Awards and highlights
- First-team All-Big 12 (2006); Second-team All-Big 12 (2005);

Career NFL statistics
- Games played: 47
- Games started: 12
- Stats at Pro Football Reference

= Corey Hilliard =

American football player (born 1985)

Corey Hilliard (born April 26, 1985) is an American former professional football player who was an offensive tackle for seven seasons in the National Football League (NFL). He played college football for the Oklahoma State Cowboys, before being selected by the New England Patriots in the sixth round of the 2007 NFL draft. Hilliard was also a member of the Indianapolis Colts, Cleveland Browns, Detroit Lions, and New York Jets.

==Professional career==

Pre-draft measurables
| Height | Weight | Arm length | Hand span | 40-yard dash | 10-yard split | 20-yard split | 20-yard shuttle | Three-cone drill | Vertical jump | Broad jump | Bench press |
| 6 ft 5+1⁄4 in (1.96 m) | 308 lb (140 kg) | 34+7⁄8 in (0.89 m) | 10+1⁄2 in (0.27 m) | 5.38 s | 1.86 s | 3.09 s | 4.65 s | 7.45 s | 29.0 in (0.74 m) | 8 ft 10 in (2.69 m) | 28 reps |
Sources:

===New England Patriots===
Hilliard was selected in the sixth round of the 2007 NFL draft to the New England Patriots. However, on September 1, he was cut from the team.

===Indianapolis Colts===
In the 2007 NFL season, Hilliard made 3 appearances for the Colts, and in the 2008 NFL season, Hilliard made 2 appearances.

===Cleveland Browns===
For the 2009 NFL season, Hilliard left the Colts, and joined the Cleveland Browns.

===Detroit Lions===
On December 10, 2009, Hilliard joined the Detroit Lions. Despite not playing a game for the Lions, Hilliard was resigned as an exclusive free agent for the 2010 NFL season.
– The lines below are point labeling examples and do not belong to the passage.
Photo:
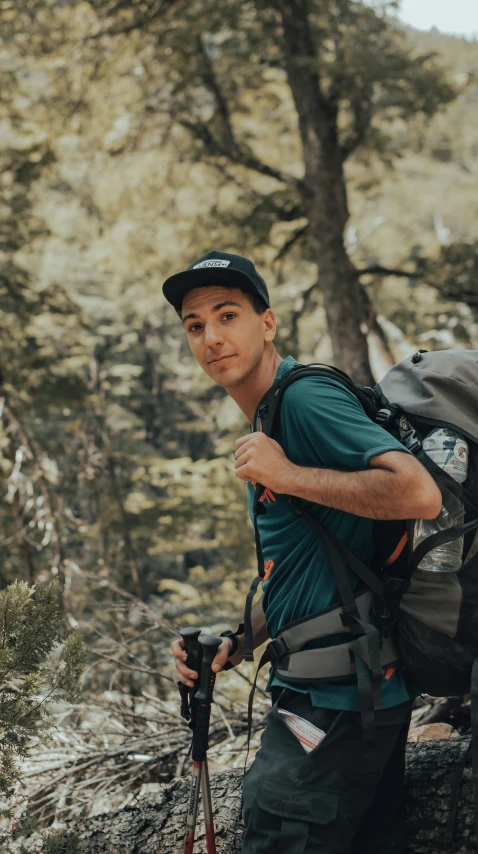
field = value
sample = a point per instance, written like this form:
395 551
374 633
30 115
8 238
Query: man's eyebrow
215 308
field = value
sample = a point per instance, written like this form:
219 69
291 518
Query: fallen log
157 827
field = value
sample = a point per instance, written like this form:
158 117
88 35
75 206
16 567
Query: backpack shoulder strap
268 411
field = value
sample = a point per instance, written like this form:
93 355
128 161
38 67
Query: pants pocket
283 817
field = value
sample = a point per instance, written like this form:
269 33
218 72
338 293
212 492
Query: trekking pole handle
203 697
191 646
209 646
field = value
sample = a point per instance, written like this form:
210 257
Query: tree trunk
325 197
158 827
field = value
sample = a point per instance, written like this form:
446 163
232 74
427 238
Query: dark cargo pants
345 797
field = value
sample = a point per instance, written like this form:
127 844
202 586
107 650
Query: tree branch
362 108
378 270
242 158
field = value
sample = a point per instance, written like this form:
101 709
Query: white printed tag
308 734
217 263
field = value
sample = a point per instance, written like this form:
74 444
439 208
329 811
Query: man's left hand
262 460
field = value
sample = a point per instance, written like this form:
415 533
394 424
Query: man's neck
249 394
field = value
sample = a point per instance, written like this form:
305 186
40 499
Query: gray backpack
427 622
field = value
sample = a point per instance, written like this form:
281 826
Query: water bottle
449 451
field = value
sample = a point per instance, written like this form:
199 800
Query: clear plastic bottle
449 451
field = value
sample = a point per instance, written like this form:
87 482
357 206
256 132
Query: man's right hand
188 676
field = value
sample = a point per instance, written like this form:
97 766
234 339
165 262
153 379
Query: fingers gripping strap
364 573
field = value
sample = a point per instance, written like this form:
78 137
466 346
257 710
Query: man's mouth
221 359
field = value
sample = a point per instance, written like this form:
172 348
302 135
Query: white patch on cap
212 264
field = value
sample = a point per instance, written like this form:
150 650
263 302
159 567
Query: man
345 796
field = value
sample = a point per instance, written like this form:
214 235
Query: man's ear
270 325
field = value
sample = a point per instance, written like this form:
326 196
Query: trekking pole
193 651
202 712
Hilliard played all 16 regular season games for the Lions in 2010 and 2011, and also played in their post-season wild card round defeat to the New Orleans Saints (as of March 2015, this is Hilliard's only postseason appearance).
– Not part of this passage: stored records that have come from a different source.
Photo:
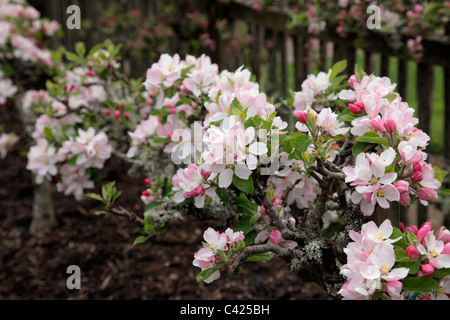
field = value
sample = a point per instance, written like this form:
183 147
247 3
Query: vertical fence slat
424 94
447 112
384 68
299 61
402 83
282 42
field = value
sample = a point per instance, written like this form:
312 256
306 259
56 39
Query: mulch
35 267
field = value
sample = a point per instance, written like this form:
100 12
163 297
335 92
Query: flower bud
390 125
376 124
352 80
402 186
412 229
423 231
205 174
417 176
412 252
417 167
354 108
301 116
394 287
427 194
427 269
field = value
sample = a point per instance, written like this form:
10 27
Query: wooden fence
284 65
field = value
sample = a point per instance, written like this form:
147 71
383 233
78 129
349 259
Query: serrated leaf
139 240
420 284
259 257
372 137
243 185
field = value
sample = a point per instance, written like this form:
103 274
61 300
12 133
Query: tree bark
43 214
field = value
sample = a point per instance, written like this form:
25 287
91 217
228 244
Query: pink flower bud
352 80
418 8
201 191
427 194
376 124
417 176
412 252
275 237
402 186
354 108
412 229
446 249
390 125
205 174
405 199
417 167
427 269
301 116
423 231
394 287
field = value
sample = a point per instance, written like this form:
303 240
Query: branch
286 254
122 212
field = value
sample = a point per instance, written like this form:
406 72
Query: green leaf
337 68
302 143
396 233
412 265
205 274
243 205
94 196
420 284
48 134
440 273
259 257
359 72
223 196
439 174
390 97
243 185
372 137
235 108
80 49
359 147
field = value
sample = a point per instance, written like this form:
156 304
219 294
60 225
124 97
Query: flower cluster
21 33
383 262
73 160
381 114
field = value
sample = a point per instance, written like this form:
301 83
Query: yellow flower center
384 269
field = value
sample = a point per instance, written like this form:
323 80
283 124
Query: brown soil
34 267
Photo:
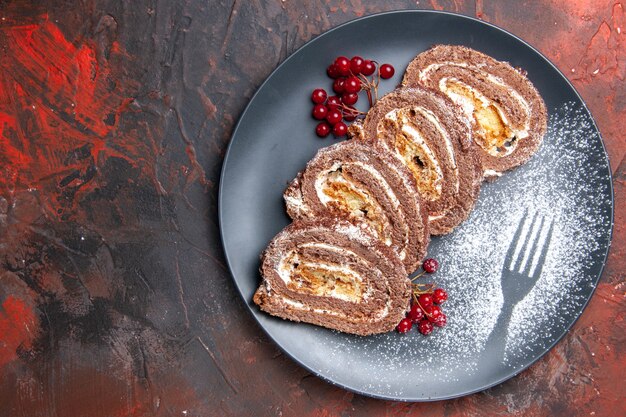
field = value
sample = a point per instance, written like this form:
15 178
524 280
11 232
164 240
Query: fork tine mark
508 260
522 252
544 252
533 250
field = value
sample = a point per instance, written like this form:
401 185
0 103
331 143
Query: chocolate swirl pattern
366 185
507 114
429 134
335 274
Hilliard did not play in the 2012 NFL season, but on March 1, 2013, Hilliard signed a 2-year contract extension with the Lions. Hilliard played 9 games during the 2013 NFL season.
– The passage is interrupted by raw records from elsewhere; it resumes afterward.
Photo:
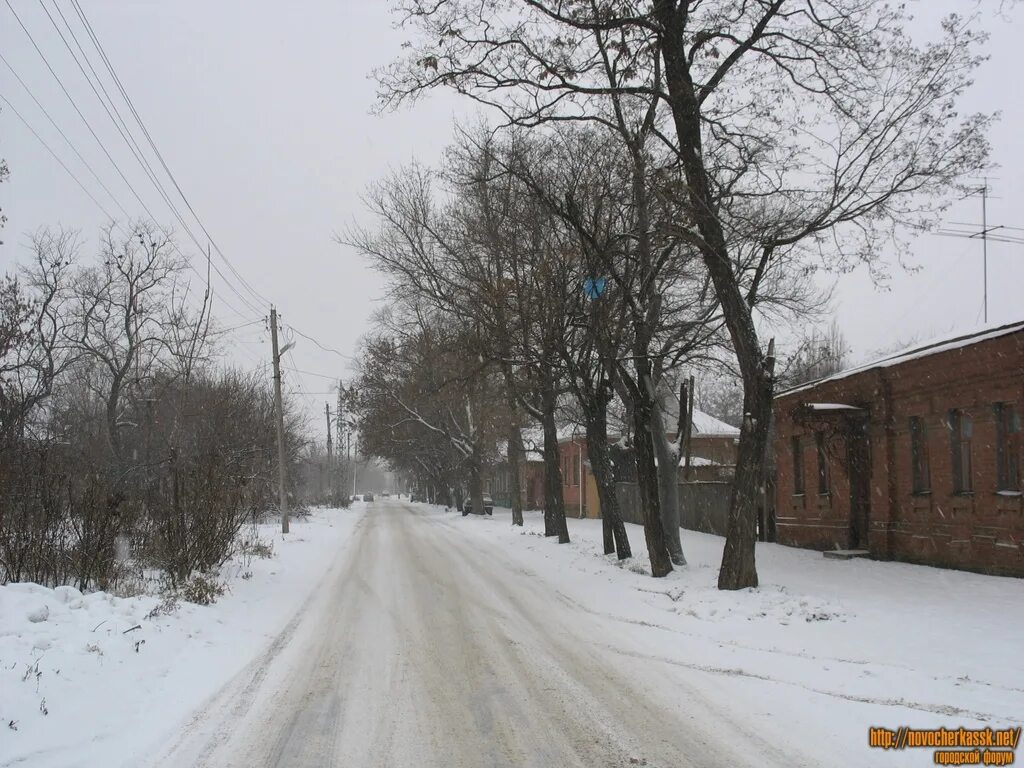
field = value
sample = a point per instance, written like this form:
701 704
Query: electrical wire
145 132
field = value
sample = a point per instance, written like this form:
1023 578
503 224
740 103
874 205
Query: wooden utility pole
330 453
283 498
686 401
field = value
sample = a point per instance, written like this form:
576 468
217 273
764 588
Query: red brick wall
982 530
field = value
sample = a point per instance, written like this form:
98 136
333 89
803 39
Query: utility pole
984 243
283 498
330 454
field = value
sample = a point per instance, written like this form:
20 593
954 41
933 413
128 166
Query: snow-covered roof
707 425
918 351
699 461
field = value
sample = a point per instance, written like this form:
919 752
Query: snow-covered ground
97 680
418 636
833 646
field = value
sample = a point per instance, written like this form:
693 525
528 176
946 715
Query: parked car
488 506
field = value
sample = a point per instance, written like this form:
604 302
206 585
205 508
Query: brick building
915 457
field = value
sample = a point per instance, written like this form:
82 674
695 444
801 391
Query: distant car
488 506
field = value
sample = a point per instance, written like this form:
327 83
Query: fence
702 506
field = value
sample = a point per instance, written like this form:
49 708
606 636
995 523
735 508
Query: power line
322 346
75 104
62 134
103 147
133 147
145 132
50 151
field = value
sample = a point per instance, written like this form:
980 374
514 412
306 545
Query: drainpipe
890 432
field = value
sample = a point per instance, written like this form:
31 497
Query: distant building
713 457
914 457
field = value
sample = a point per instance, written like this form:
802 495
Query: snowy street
451 641
428 650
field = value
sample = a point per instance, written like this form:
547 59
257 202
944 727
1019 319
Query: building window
823 480
961 430
1008 446
921 469
798 467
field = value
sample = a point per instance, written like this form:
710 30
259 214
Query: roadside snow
828 647
97 680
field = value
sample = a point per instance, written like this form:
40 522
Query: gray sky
263 116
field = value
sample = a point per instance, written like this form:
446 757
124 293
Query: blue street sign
593 287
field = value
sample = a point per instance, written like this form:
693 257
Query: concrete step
845 554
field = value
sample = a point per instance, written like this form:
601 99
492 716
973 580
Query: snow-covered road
428 647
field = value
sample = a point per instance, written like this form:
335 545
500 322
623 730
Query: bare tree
849 138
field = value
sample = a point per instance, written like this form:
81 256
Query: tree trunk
554 503
475 485
515 465
738 569
668 482
653 525
615 539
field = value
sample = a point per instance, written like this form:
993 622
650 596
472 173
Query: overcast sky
262 111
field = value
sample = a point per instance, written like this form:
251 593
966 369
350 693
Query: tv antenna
986 232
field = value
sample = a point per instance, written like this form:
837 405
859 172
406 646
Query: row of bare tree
124 445
700 160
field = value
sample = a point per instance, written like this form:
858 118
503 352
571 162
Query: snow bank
828 646
97 680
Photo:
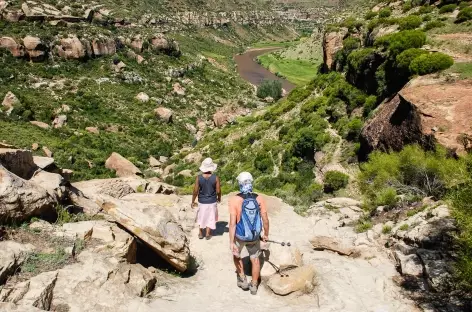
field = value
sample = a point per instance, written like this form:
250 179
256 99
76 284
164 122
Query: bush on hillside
464 15
401 41
410 22
412 171
334 181
431 63
385 12
433 24
448 8
272 88
404 59
370 15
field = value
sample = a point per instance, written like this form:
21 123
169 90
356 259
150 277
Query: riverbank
255 73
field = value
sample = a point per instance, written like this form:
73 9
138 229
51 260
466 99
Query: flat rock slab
299 279
332 244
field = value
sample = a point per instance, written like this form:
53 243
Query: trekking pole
280 243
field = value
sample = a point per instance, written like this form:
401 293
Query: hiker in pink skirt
207 188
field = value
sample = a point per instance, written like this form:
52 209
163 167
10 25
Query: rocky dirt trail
341 283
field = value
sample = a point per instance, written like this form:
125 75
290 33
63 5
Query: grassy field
299 72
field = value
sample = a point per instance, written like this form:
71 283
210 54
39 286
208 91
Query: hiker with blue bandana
248 224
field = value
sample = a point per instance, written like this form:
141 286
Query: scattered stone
153 162
178 89
59 121
40 124
164 114
93 130
122 166
12 256
330 243
298 279
142 97
47 152
9 102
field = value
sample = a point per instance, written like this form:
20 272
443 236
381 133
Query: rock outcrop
332 43
425 111
12 256
122 166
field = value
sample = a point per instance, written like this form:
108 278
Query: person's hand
234 249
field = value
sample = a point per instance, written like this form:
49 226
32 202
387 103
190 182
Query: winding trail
344 284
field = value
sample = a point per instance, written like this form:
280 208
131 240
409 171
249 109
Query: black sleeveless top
207 190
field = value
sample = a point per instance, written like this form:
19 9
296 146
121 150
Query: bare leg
256 270
238 263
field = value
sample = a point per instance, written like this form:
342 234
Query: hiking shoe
253 288
242 282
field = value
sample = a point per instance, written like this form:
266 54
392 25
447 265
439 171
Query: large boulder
12 256
164 114
9 102
426 111
160 43
122 166
35 48
18 162
332 43
299 279
103 46
11 45
71 48
21 199
155 226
In the Lion's opening game of the 2014 NFL season against the New York Giants, Hilliard suffered a Lisfranc injury his right foot, ruling him out of the rest of the 2014 season. He was placed on the Injured reserve list.

===New York Jets===
Hilliard was signed by the New York Jets on March 24, 2015. He announced his retirement from football on May 8, 2015.